Of course, JCPOA critics will say, even if we accept that the impact of sanctions on Iranian military assistance to the Palestinians has been marginal, Iran’s strategic challenge to Israel via Lebanon and Syria is indisputable. Surely, goes their reasoning, suffocating the Iranian economy should impact Tehran’s ability to shore up Lebanese Hezbollah and military allies in Syria.

It is true that Iran’s military allies in Lebanon and Syria are militarily and financially far more dependent on Tehran than militant groups in Gaza. But does this mean that lifting sanctions on Iran will result in strengthening these groups to the point that they could threaten Israel’s security?

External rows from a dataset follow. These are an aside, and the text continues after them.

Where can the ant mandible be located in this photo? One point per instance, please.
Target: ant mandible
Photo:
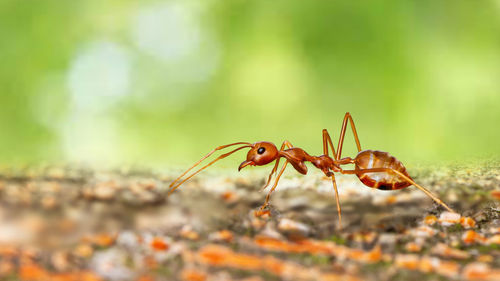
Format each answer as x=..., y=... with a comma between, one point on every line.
x=374, y=168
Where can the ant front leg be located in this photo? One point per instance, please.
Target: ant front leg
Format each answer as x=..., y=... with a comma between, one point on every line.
x=342, y=134
x=268, y=196
x=328, y=141
x=275, y=168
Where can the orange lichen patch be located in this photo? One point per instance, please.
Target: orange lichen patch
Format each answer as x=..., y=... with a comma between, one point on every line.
x=258, y=223
x=262, y=214
x=145, y=278
x=409, y=261
x=447, y=268
x=102, y=239
x=423, y=231
x=188, y=233
x=223, y=235
x=448, y=252
x=467, y=222
x=413, y=247
x=83, y=250
x=485, y=258
x=495, y=194
x=158, y=244
x=449, y=218
x=480, y=271
x=6, y=268
x=229, y=196
x=471, y=236
x=390, y=199
x=495, y=239
x=32, y=272
x=193, y=275
x=427, y=264
x=430, y=220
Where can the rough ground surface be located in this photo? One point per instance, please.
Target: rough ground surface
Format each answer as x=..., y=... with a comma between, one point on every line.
x=77, y=224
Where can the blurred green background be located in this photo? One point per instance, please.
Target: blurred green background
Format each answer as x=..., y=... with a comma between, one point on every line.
x=163, y=82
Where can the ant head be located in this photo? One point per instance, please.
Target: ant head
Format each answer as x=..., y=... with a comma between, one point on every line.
x=260, y=154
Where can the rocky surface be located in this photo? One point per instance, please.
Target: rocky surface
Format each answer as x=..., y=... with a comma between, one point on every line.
x=61, y=223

Even assuming that lifting sanctions on Iran will drastically enhance its ability to funnel money and arms to militant groups in Lebanon and Syria, there are still immovable bottlenecks on how far Iran could go in assisting these allies. Yes, a Tehran free from sanctions would probably be better placed to cultivate new local military partnerships; financially sponsor partners; provide military training to those partners; help build military infrastructure such as garrisons, tunnel networks, and arms manufacturing plants; and transfer game-changing military hardware such as missiles, drones, and air defense systems. But even if all these capacity-building measures were to materialize, they would at best constitute a deterrent, a wrench in the cogs of the potent Israeli war machine in the event of a full-scale military conflict between Israel and its neighbors. Israel would continue to maintain near-total dominance on sea, air, and land within its internationally recognized borders, regardless of whether U.S. sanctions hurt the Iranian economy or not.

The lifting of sanctions could, however, threaten Israel’s capacity to swiftly and decisively preclude potential military threats inside Lebanese and Syrian territories without suffering painful losses. This might further erode Israeli deterrence vis-à-vis Iran and its allies, thus unsettling a longstanding tenet of Israeli strategic thinking: that Israel must at all times be able and willing to eradicate even the most embryonic challenge to its military superiority deep inside enemy territory. But this is a far cry from constituting a serious and immediate threat to Israel’s existence.

 

Sajjad Safaei is a postdoctoral fellow at Germany’s Max Planck Institute for Social Anthropology. His writings on U.S. foreign policy, Middle Eastern affairs, and non-proliferation have appeared in outlets such as Foreign Policy, Responsible Statecraft, Al Jazeera, Le Monde, and The National Interest.